Allah rızası için, güzel bir maç.. Hayranı olduğum futbol yazıları gurusu Eduardo Galeano'nun GÖLGEDE VE GÜNEŞTE FUTBOL adlı kitabı yukarıdaki satırlarla başlıyor.
Cuma gecesi izlediğiniz Beşiktaş - Galatasaray maçı öncesi İnönü Stadı'nı dolduranlar ve televizyon başındakiler de hiç kuşkusuz Galeano gibi yakarmışlardı.
" - Allah rızası için, güzel bir maç lütfen"
Ancak bu yakarışın Tanrı katında kabul edildiğini söyleyemem.
Futbol "güzel" değildi. Bari "gol" olsaydı.
O da yoktu.
Galeano'dan satırları sürdürelim:
"Gol, futbolun orgazmıdır. Orgazm gibi gol de modern yaşamda, gitgide daha az görülmektedir. 0 - 0 skor, havaya açılmış ağızlarla iki esneyiştir...
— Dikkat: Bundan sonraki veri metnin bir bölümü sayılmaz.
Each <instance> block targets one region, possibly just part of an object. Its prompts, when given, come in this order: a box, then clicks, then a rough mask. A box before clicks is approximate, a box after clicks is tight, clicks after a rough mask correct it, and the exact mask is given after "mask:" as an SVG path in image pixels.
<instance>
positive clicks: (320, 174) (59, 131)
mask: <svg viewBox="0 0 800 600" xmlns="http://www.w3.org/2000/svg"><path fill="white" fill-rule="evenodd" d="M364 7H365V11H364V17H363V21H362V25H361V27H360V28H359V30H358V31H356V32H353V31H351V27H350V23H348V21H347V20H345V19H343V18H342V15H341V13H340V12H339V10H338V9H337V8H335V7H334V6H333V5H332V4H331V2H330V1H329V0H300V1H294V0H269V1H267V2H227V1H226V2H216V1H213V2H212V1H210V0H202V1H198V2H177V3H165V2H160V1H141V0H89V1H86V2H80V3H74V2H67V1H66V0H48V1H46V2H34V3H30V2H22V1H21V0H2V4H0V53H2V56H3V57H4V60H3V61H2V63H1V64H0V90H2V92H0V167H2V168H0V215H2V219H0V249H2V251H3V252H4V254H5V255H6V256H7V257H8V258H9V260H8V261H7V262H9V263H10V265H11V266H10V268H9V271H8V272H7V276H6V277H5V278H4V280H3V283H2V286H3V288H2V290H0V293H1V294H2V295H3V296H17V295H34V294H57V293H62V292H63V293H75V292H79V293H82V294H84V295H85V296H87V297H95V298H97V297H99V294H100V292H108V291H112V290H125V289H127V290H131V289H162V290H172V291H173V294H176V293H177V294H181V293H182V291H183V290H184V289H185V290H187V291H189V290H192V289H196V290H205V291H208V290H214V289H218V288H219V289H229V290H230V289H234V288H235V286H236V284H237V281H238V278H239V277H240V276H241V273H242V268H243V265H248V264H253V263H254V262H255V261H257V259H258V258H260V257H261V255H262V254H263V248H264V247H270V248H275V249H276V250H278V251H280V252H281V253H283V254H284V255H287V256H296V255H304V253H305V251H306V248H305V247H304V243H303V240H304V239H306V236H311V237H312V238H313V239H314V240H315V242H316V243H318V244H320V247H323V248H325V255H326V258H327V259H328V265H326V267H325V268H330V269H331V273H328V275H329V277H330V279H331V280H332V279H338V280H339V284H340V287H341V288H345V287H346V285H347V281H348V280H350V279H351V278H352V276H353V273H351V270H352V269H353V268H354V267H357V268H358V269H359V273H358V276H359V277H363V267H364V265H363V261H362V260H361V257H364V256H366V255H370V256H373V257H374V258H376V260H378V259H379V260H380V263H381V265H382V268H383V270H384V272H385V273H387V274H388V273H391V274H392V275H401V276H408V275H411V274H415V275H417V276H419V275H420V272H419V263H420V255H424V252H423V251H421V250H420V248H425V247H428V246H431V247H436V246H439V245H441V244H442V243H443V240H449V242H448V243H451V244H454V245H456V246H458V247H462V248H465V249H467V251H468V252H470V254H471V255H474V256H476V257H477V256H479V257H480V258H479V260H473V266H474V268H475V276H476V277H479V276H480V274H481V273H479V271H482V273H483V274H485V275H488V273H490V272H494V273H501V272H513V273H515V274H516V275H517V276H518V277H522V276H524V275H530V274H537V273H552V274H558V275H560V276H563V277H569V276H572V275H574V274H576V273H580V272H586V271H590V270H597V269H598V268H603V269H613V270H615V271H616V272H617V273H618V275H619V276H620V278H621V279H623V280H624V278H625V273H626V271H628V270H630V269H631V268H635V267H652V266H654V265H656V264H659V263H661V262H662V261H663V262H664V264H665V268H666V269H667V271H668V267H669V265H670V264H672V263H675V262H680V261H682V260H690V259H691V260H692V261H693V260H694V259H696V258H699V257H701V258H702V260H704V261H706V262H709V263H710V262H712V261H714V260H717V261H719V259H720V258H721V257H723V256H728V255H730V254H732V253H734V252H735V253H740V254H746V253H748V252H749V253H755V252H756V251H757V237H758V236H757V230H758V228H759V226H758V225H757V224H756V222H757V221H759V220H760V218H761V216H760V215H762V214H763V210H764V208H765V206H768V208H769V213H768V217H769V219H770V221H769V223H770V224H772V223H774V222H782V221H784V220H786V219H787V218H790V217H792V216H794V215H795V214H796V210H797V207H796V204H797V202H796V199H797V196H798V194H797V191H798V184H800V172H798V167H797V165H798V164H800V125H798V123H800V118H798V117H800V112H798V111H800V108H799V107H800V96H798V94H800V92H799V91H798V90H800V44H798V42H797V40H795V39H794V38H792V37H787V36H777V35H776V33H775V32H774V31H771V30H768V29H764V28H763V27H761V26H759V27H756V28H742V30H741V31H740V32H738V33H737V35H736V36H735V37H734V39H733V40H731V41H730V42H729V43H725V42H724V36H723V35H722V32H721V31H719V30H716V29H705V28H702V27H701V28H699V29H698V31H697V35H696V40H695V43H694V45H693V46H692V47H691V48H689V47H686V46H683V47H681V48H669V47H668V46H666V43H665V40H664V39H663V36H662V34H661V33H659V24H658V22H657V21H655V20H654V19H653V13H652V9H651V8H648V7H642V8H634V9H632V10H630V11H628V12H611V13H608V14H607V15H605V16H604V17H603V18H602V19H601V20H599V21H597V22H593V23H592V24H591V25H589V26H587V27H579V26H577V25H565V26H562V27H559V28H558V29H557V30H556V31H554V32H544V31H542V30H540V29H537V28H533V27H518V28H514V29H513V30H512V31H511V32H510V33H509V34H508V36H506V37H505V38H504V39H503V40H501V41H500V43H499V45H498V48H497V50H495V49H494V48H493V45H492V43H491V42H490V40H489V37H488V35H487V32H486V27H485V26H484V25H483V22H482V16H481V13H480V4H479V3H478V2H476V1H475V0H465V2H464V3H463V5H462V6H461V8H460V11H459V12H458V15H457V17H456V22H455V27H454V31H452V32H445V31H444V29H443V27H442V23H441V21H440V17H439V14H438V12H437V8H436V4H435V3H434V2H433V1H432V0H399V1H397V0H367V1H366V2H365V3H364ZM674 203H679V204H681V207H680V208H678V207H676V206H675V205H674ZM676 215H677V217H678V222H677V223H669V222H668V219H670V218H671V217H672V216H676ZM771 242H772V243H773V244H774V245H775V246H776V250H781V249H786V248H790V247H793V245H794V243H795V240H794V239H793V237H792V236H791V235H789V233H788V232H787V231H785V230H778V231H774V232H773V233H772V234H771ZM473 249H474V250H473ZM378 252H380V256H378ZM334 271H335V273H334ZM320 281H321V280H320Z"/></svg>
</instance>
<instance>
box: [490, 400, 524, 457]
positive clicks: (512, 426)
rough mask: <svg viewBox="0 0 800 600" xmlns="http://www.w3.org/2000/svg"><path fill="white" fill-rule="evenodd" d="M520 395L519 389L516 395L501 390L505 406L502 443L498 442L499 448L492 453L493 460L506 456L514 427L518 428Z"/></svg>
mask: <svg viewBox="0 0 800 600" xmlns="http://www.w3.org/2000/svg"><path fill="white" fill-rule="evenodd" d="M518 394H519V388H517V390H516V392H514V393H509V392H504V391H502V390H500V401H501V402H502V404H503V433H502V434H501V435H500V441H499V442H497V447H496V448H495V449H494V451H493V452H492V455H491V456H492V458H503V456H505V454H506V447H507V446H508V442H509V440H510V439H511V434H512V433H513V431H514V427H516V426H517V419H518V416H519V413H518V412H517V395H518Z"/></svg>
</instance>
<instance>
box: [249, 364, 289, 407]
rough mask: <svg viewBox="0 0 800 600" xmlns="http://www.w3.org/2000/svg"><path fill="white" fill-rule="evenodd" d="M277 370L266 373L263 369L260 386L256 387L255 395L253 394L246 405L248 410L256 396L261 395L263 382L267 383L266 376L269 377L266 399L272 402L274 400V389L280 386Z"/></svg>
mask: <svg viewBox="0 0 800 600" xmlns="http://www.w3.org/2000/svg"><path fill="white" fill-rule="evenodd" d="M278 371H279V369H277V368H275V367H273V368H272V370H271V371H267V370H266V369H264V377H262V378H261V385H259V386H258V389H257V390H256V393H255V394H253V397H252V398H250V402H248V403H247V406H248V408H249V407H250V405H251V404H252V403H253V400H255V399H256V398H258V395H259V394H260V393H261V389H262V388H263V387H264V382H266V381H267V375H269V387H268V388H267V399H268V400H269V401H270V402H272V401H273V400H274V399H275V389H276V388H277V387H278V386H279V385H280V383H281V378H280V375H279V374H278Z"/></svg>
Şimdilerde, on bir oyuncunun on biri de kale direklerine asılmış, gol yememeye çalışıyorlar; doğal olarak da gol atmaya vakit kalmıyor."
Bu tatsızlığın nedeni, sadece puana kilitlenen, gazı kaçmış, ılınmış şampanya gibi tadını yitirmekte olan sanayileşmiş futbol.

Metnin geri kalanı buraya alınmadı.